La storia è quella di un dirigente della Coca Cola di Berlino (con un cognome eccezionale: McNamara) nel pieno della guerra fredda, il muro ancora non è stato tirato su ma la città è divisa in due e la convivenza con i russi comunisti è difficilissima. La miccia è innescata dall’arrivo a Berlino della figlia del grande capo della compagnia, proprio quando il protagonista è in lotta per una grande promozione che lo porterebbe via da lì. La ragazza è svampita e appena arrivata si fidanza con un comunista, vuole sposarlo, ancora peggio si scopre che è incinta. Prima quindi il protagonista cerca di farli separare, poi quando viene a sapere del fattaccio decide di rendere il comunista un presentabile capitalista per l’arrivo imminente del suo capo. E come sempre in quel cinema è la svampita a dire le cose più acute (“Io non crescerò mio figlio come un capitalista!” – “Quando sarà maggiorenne potrà decidere da sé se essere un capitalista o un comunista ricco”). Tra corse in auto, trattative, avanti e indietro tra est e ovest, tutte a perdifiato, quel che emerge è l’inarrestabile macchina americana contro la lentezza sovietica. Tutto in mano a James Cagney.

 

uno due tre dita

 

Cagney in realtà era stato per decenni un attore durissimo da gangster movie. E nei gangster movie era il peggiore, il più pericoloso, il più cattivo, il più spietato. Era stato nei film degli anni ‘30 più violenti, quelli per i quali poi è stato creato il codice di autoregolamentazione Hays, e soprattutto era molto legato a La furia umana di Raoul Walsh, film in cui interpreta un gangster che spaventa anche gli altri detenuti della prigione in cui è rinchiuso. Certo era anche stato in film di successo come Ribalta di gloria, dove il tono era tutt’altro e aveva una preparazione completa come dimostra con Bob Hope in Eravamo sette fratelli ma è chiaro che con quella faccia e quel grugno era legatissimo ai film duri.
Uno, due, tre sarà un tour de force anche per un veterano come lui, tanto che dopo quel film chiuderà con il cinema per 20 anni, per poi tornare a recitare in Ragtime.

 

 

Condito con una serie di battute fulminanti, le migliori del duo Diamond/Wilder (forse solo Non per soldi ma per denaro rivaleggia quanto a densità), Uno, due, tre che già nel suo titolo ha un’indicazione di ritmo, già nella presentazione ha un’idea di velocità come solo Mad Max:Fury Road decenni dopo proverà a sintetizzare già nella propria sinossi, è la macchina-cinema che si trasforma da treno in tornado, capace di attirare tutto verso il proprio centro (Cagney), un esperimento eccezionale di one man show, in cui l’impressione è che sia il personaggio principale a tirarsi dietro tutta la troupe, affannata nel dover tenere il suo ritmo inafferrabile.

 

 

Ed è proprio con questa impostazione che il film riesce a diventare già formalmente la rappresentazione della macchina tritattutto capitalista.
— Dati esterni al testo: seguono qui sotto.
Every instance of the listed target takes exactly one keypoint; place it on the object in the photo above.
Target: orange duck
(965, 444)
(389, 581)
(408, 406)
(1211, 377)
Se, infatti, l’opposizione comica sta nel raccontare la guerra fredda ridicolizzando i comunisti, non è meno spietato il ritratto più sottile dell’inarrestabile macchina americana, che sembra sempre impostata militarmente, che non si ferma davanti a nulla e davanti a sé ha sempre e solo l’arricchimento e l’avanzamento lavorativo. L’eccezionalismo statunitense è ovunque in questo film che umilia i sovietici (Wilder allievo di Lubitsch cita anche i tre inviati clowneschi del regime di Ninotchka con i tre burocrati che trattano con McNamara e si lasciano ammaliare dall’occidente e dalla sua segretaria) ma dipinge il capitalismo come l’apice della truffa. McNamara, che ne è il campione, è sostanzialmente un imbonitore, un truffatore che frega tutti con le doti americane, con la parlantina e la capacità di adattarsi e risolvere. Lo stesso indomito spirito statunitense che gli consente di trionfare è anche quello che lo fa apparire come una maschera che sotto non ha niente.

 

uno due tre brandeburgo

 

Nei giorni in cui il film veniva girato i tedeschi stavano costruendo il muro, quindi di fatto contiene alcune delle ultime immagini filmate della porta di Brandeburgo senza il muro davanti ed è l’ultima storia d’attualità in cui qualcuno fa avanti e indietro più o meno liberamente tra le due Berlino. Quella che ad oggi ci appare quindi come una satira della guerra fredda molto appuntita, all’epoca era satira pesantissima di fatti non solo cocenti, ma in evoluzione e in peggioramento. Le tensioni erano altissime e a ben vedere, superando l’empatia per un protagonista così efficiente e vulcanico da essere contagioso, i sovietici cialtroni, ma in fondo simpatici e bonaccioni, che ritrae Wilder suonano sempre più sentimentali della macchina inarrestabile che è la Coca Cola, in cui McNamara non ha pietà di niente e il suo segretario (locale) che sbatte i tacchi con fare sospetto ha ogni volta un racconto diverso su cosa faceva e dove era negli anni della guerra. Del resto la stessa moglie di McNamara (personaggio eccezionale che lo ha ben capito e non si fa fregare come gli altri) ad un certo punto di fronte alla sua inarrestabile furia che non ammette repliche lo apostrofa “Mein Fuhrer”.

 

uno due tre soldati

 

Di certo il film, oltre ad alcune delle linee di dialogo più acute di quegli anni (quindi tra le più acute di sempre) e una capacità di prendere in giro l’ossessione umana per il conflitto e la contrapposizione indotta dall’alto ma poi non così condivisa dal basso, contiene anche una delle immagini migliori per raccontare il potere sovietico e come questo vivesse di una continuità immortale fatta di volti sovrapponibili da propaganda pronti per essere sostituiti uno dopo l’altro senza che niente cambi davvero. Un ritratto di Nikita Krushov in una balera di Berlino Est che, scosso dalle musiche dei bagordi occidentali portati da McNamara e dalla sua discinta segretaria (che ha il compito di aiutarlo a corrompere i burocrati locali), cade mostrando che sotto ce n’è uno identico di Stalin. Era questo quello di cui gioiva l’America davanti a Uno, due, tre mentre non si accorgeva di essere ritratta come la punta massima come un circo ambulante che sacrifica sull’altare del risultato ogni principio.